Forrester Research frequently advocates for their usability framework of useful, usable and ultimately desirable. The first two are table stakes and where designers spend most of their effort. When there is the luxury of time, which almost never happens, then one can strive for that elusive territory of desirability. If users find your design desirable you stand a greater chance of increasing conversion, garnering repeat visits and earning customer loyalty.

Surfing on slideshare.net led me to a presentation that took this concept even further. Essentially the author moved from a classic pyramid to a honeycomb design and added some critical elements to the model. These include, valuable, findabe, credible and accessible. I’m embarrassed to admit that I didn’t favorite the slide show and so I can’t reference the author or link to the actual presentation. My apologies to the person who created this really helpful PowerPoint. Here’s how it was illustrated in the presentation.

This concept advances the Forrester model by giving designers and customer experience professionals more dimensions to consider. When I provide direction to my staff and agency, I encourage them to include desirable as a goal from the very beginning, vs. settling for useful and usable and then tackling desirable as a “fast follower.” Oftentimes there’s no time for a fast follower, so getting in as much as possible is very important. Some of these additional attributes found in the honeycomb model above are clearly more structural or work to support reputation, not necessarily spawned from pure usability needs. But they are real aspects users will weigh as they navigate a web site or attempt to use functionality, so accounting and designing for these will be a plus.

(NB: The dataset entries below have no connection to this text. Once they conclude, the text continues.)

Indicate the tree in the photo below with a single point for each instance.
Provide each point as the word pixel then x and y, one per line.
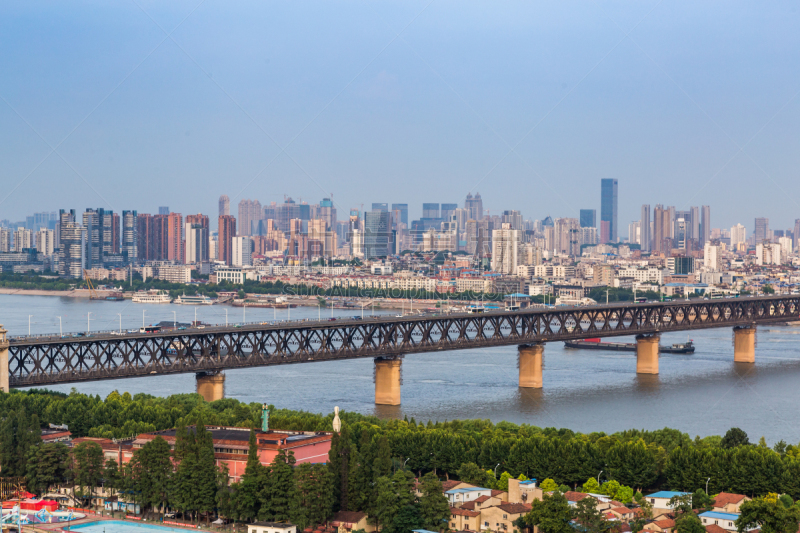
pixel 88 467
pixel 548 485
pixel 551 514
pixel 768 515
pixel 47 464
pixel 433 505
pixel 590 519
pixel 735 437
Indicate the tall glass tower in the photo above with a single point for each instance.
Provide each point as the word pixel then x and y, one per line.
pixel 608 211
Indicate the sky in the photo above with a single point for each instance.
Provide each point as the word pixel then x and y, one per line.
pixel 136 104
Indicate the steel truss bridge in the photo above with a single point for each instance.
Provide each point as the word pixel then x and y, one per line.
pixel 52 360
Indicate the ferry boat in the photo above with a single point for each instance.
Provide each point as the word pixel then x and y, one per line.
pixel 194 300
pixel 151 297
pixel 596 344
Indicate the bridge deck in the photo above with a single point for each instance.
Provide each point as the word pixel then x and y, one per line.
pixel 49 360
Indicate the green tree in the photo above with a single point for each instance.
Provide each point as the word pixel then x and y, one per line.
pixel 768 515
pixel 548 485
pixel 735 437
pixel 433 505
pixel 589 517
pixel 88 467
pixel 551 514
pixel 47 465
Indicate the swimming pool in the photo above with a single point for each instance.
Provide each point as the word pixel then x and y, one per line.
pixel 118 526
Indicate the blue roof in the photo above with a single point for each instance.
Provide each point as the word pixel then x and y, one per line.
pixel 724 516
pixel 467 489
pixel 666 494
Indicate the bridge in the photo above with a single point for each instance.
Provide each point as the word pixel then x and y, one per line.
pixel 208 351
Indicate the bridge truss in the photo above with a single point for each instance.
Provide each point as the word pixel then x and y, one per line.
pixel 38 361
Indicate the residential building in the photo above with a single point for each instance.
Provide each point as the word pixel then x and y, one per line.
pixel 608 210
pixel 227 231
pixel 588 218
pixel 224 205
pixel 505 249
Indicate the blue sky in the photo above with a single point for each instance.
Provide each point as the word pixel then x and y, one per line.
pixel 146 104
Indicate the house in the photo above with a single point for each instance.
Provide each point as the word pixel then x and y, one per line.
pixel 501 517
pixel 523 491
pixel 458 497
pixel 660 500
pixel 726 521
pixel 725 502
pixel 271 527
pixel 666 525
pixel 346 521
pixel 622 513
pixel 464 519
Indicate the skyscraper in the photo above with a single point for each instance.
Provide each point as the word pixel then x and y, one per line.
pixel 705 225
pixel 227 231
pixel 430 210
pixel 474 206
pixel 403 208
pixel 224 205
pixel 588 218
pixel 608 210
pixel 761 230
pixel 377 234
pixel 130 237
pixel 644 229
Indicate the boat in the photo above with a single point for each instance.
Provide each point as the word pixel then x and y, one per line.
pixel 151 297
pixel 193 300
pixel 595 344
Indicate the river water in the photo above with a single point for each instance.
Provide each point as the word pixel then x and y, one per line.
pixel 702 394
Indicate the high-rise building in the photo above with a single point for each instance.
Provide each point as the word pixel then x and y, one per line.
pixel 130 236
pixel 249 212
pixel 227 231
pixel 403 208
pixel 608 210
pixel 377 234
pixel 505 249
pixel 447 211
pixel 588 218
pixel 72 245
pixel 45 241
pixel 474 206
pixel 241 251
pixel 174 237
pixel 430 210
pixel 644 229
pixel 224 205
pixel 761 230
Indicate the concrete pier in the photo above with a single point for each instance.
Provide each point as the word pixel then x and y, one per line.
pixel 744 344
pixel 211 385
pixel 530 357
pixel 647 354
pixel 3 360
pixel 388 379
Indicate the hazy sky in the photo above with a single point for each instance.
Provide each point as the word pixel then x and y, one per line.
pixel 531 104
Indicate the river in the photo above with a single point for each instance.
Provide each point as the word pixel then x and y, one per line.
pixel 702 394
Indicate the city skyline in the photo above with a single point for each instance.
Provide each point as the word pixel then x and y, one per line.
pixel 385 118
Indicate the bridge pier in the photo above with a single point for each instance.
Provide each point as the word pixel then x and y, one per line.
pixel 647 353
pixel 744 344
pixel 388 379
pixel 211 385
pixel 3 360
pixel 530 357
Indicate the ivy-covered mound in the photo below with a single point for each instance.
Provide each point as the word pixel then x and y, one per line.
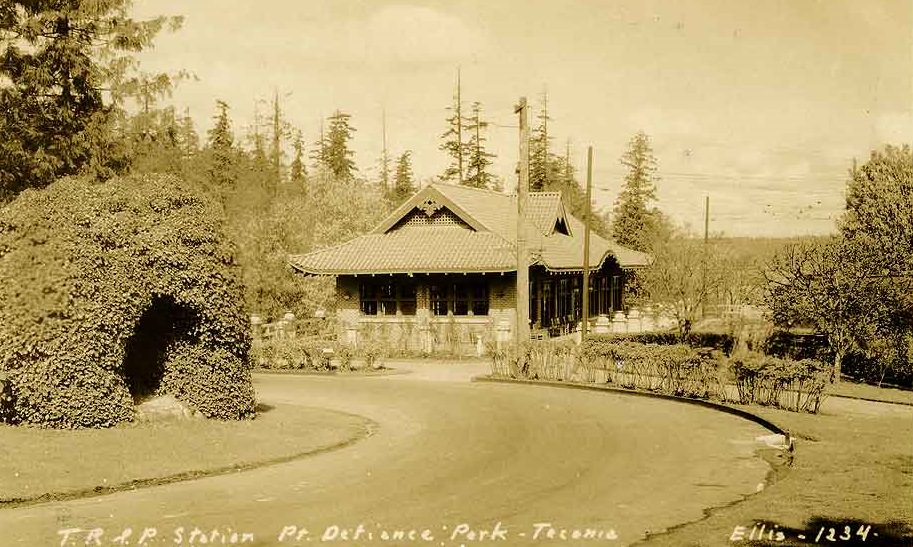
pixel 114 292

This one slide has caused me expand my thinking and build out my checklist. If anyone knows who authored this, please chime in so I can give proper credit.
The honeycomb idea comes from Peter Morville.
The problem, for me, is these attributes have no scalar values. When does something transition from undesirable to desirable? Can you measure the transition?
If not, how do you help your staff understand when they’ve achieved the objectives you’ve set out? (And how do you help them understand what to do when they haven’t?)
Jared
Jared,
Thanks for providing me with Morville’s name. It’s not pretty, this getting old thing (memory loss). You raise some great points as usual and I really can’t disagree. We recently struck the mother of all desirability with the recent release of our Spend Analyzer. I have never seen this much excitement and overwhelming approval from a set of customers for a mass market brand in a long time. Bottom line is they are saying they will use our product more. Clearly we hit on all the cells of Morville’s honeycomb.
My experience with you and your firm is you are very focused on getting to the bottom of what that “something” is so it can be repeated. I think that we now have something we can use as a target as we set out on developing more functionality. Hope you are well.